The first report released read, “No results except obtained two fatal cases; one from Brooklyn and the other from Boston. In both cases, the lungs showed pneumonia beginning and abundant streptococci. No influenza bacilli in wither lungs.”
It finally took Parks to develop a serum from another scientist named Pfeiffer, who believed bacillus influenza, caused the previous epidemics. As mentioned earlier, Parks went after the light; he needed to confirm Pfeiffer’s work.
Bacillus influenza, is difficult to find because it is so small it took cultures and blood specimens to grow, and it would grow only on the surface since it was dependent on oxygen.
Parks asked Williams to find the small bacillus while others in the lab worked on finding a new organism; Parks would not give up the fight.
Once Williams quickly perfected her own technique, she found bacillus influenza in eighty percent of the samples. One week later, Parks wired Pearce, “Bacillus influenza seemed to be the starting point of the disease,” and added, “of course, the possibility of some unknown virus may be the starting point.”

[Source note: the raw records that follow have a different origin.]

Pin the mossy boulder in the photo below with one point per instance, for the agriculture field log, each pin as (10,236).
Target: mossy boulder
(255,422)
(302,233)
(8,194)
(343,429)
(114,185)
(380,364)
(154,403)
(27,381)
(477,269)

During these early days of the disease, and experimenting with new vaccines, most would be shipped up north from New York City, to be injected in horses which at the time were kept on a 175-acre farm.
Parks and Williams were not pleased. They believed how an animal reacts had nothing to do with the human body, and they were not sure it would follow the same course.
Other parts in this series:
The Deadliest Flu in History (1)
The Deadliest Flu in History (2)
The Deadliest Flu in History (3)
The Deadliest Flu in History (4)
The Deadliest Flu in History (5)
The Deadliest Flu in History (6)
The Deadliest Flu in History (7)
The Deadliest Flu in History (8)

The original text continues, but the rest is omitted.